The current approach establishes a static binding between each node and its associated number, as declared in the configuration file. The node number is currently used by the CP code to take decisions about where to go and what to do. For example, the CaptureTheFlag algorithm uses the node number to know where the CP is currently running and to move the CP to a particular node at some point.
The current approach cannot handle node failures and new nodes joining the PIM, because the number of nodes (N) and the index of each node (k) would change dynamically during the execution of the coordination algorithm.
We claim that in the future PIM programming model the role played by both N and k will have to change:
- N will still be the current overall number of nodes. However, it can change over time and the algorithm should always check its last known value, before using it. It would be moreover advisable to specify a minimum and a maximum value for N. The minimum value (Nmin) implies that, when N goes lower than Nmin, the algorithm should stop temporarily, waiting for N to be at least Nmin. The maximum value (Nmax) will cause that a newly arrived node will be either ignored by the PIM or cached into a "pending nodes" list.

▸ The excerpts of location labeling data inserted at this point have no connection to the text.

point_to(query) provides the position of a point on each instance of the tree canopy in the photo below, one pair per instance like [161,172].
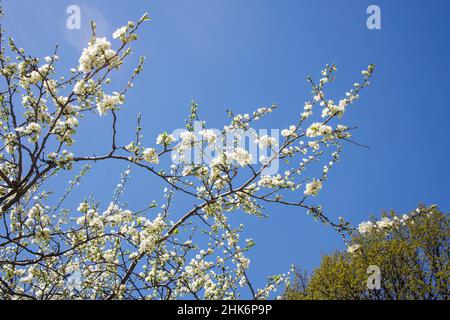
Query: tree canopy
[410,252]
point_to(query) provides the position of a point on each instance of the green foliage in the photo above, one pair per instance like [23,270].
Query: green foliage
[412,256]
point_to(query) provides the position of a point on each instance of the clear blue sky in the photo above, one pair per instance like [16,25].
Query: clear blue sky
[244,54]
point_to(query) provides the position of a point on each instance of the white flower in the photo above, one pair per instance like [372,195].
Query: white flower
[209,135]
[385,222]
[313,188]
[109,102]
[150,155]
[97,55]
[266,141]
[165,139]
[120,32]
[365,227]
[241,156]
[317,129]
[288,132]
[187,138]
[353,248]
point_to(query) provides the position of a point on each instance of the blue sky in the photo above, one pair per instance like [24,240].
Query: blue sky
[245,54]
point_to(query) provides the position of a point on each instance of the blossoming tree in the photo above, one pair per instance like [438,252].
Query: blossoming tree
[48,251]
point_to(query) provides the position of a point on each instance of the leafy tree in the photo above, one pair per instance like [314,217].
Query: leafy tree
[411,252]
[181,244]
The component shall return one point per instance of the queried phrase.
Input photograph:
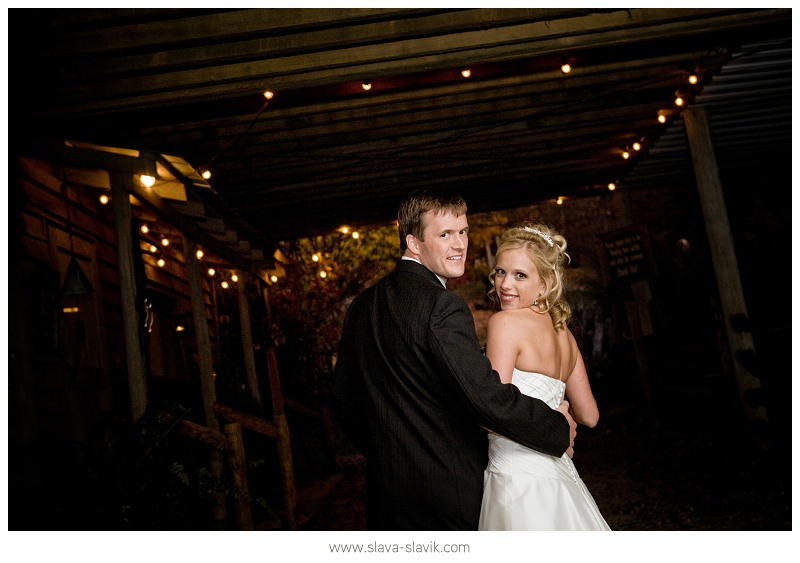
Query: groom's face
(444, 248)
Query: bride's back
(542, 348)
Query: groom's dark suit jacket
(415, 394)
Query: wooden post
(276, 394)
(236, 462)
(247, 340)
(205, 362)
(723, 256)
(121, 185)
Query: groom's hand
(563, 408)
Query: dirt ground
(680, 472)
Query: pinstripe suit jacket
(414, 393)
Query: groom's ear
(412, 244)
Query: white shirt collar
(440, 278)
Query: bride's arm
(501, 346)
(583, 405)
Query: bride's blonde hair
(547, 250)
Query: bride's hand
(563, 408)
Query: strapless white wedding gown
(528, 490)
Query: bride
(530, 346)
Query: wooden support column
(121, 186)
(205, 361)
(247, 340)
(723, 256)
(236, 462)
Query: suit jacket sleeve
(498, 407)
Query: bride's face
(516, 279)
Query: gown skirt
(528, 490)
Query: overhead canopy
(324, 152)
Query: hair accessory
(540, 233)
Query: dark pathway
(698, 475)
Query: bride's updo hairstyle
(547, 250)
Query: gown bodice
(528, 490)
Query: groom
(413, 390)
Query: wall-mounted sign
(627, 253)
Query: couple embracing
(455, 439)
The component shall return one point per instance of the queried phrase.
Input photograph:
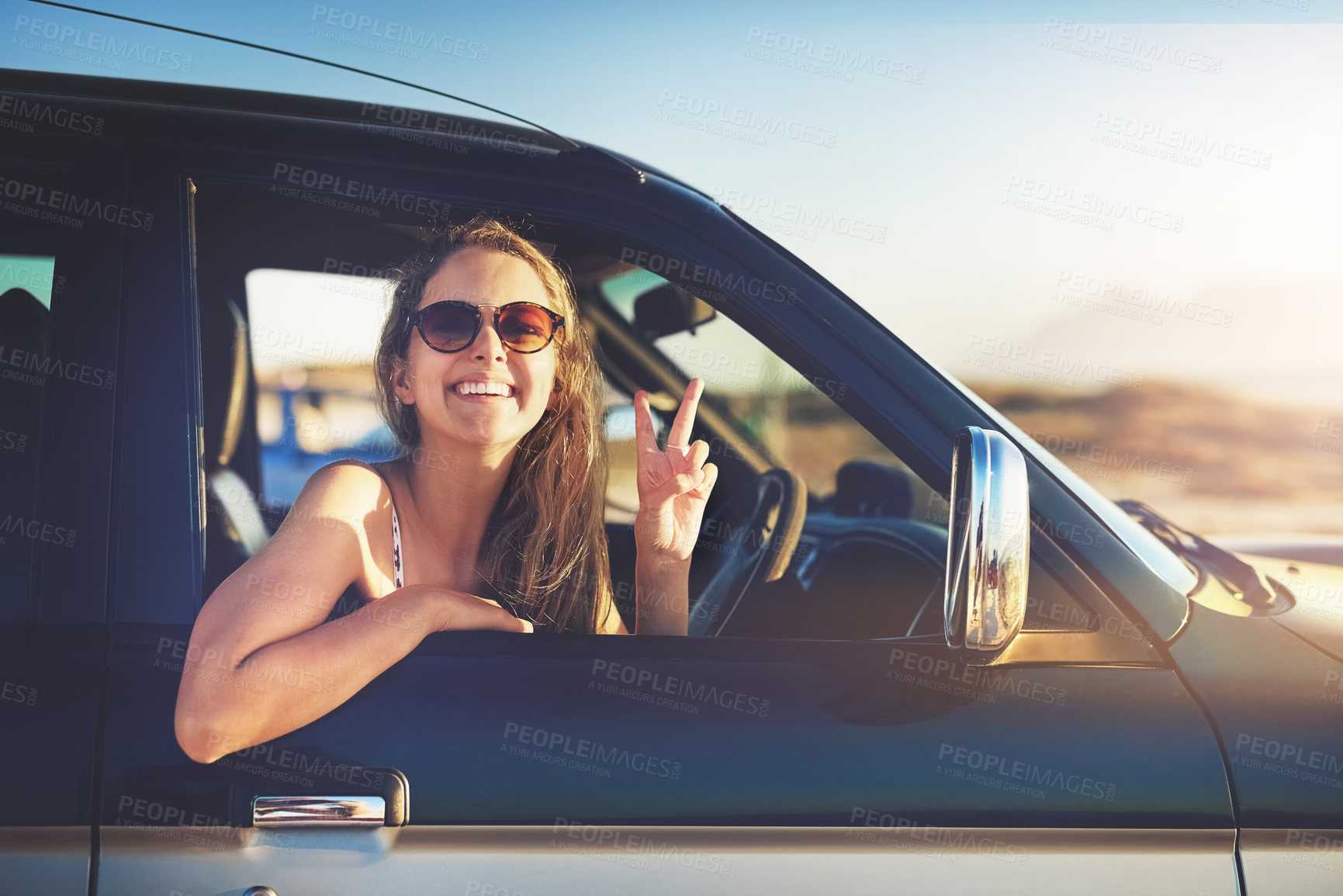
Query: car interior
(853, 551)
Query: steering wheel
(758, 525)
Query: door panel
(590, 860)
(760, 739)
(62, 226)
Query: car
(924, 656)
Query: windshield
(1146, 545)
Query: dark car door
(591, 763)
(64, 220)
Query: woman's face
(434, 379)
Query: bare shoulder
(344, 490)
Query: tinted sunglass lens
(449, 327)
(524, 328)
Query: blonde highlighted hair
(544, 550)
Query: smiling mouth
(484, 390)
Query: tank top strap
(398, 578)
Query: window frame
(802, 335)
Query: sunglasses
(452, 325)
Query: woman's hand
(457, 611)
(674, 483)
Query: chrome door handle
(319, 811)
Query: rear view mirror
(988, 545)
(669, 310)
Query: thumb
(679, 484)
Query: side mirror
(669, 310)
(988, 545)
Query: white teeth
(485, 389)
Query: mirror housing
(988, 545)
(669, 310)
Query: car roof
(206, 97)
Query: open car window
(293, 296)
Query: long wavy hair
(544, 550)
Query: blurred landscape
(1209, 461)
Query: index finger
(684, 422)
(645, 437)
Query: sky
(1073, 192)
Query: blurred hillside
(1209, 461)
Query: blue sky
(1148, 185)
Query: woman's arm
(261, 661)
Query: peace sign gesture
(674, 481)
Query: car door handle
(319, 811)
(383, 798)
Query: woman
(489, 383)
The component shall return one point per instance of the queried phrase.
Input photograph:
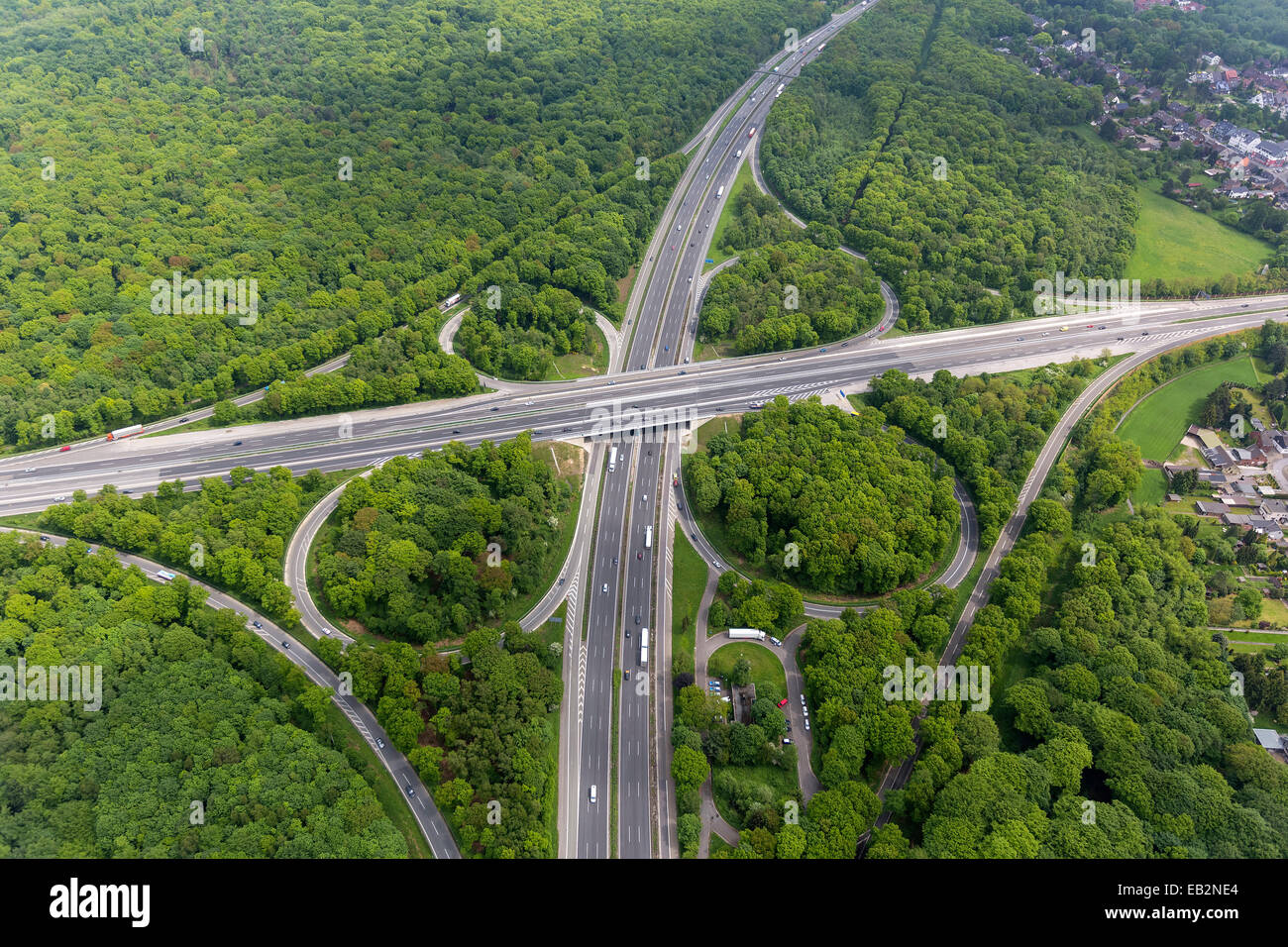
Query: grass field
(690, 581)
(715, 254)
(1172, 239)
(767, 671)
(1159, 421)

- the node number k will instead be dismissed, simply because it violates the key feature of the PIM (see the AAAI-08 article): To attain robustness to component failure, PIM programs must be written in terms of component capabilities, rather than specific components. This way, if a component is disabled, then another component with similar capabilities can take its place. In order to realize this idea, we suggest that a new approach is used instead, which relies upon the current state of the node rather than its associated node number. Each node is then characterized by what it can do rather than who it is.
If we follow the two rules above, the model can attain the idea that the physical connection among nodes has no computational significance
The idea can be implemented as follows:
- the CP has to extend an abstract CoordinatingProcess class, with a "boolean shouldBeSkipped()" method. During its cyclic jumping among the N nodes (N dynamic!), the CP is deserialized by the PIM runtime on the target node, who has to decide whether the CP should be run locally or sent directly to the next one. This decision depends on the return value of the shouldBeSkipped() method, which is supposed to check the current node state, trying to figure out whether or not this is the desired node. Please note that, in the light of what said before, the waitToArrivedOnNode(int index) may be dropped or simply replaced by a more generic waitToArriveOnNextNode(), without specifying a specific index.
- the concept of node number is replaced by the more flexible UUID given by the GroupManager component (GM). Using the UUID, each node in the PIM can maintain a dynamic peers list, containing the UUIDs of all the nodes. This list is of course a partial view of the system, which may not always be up-to-date. Thanks to this expedient, we can avoid using the configuration file to identify each node in the PIM.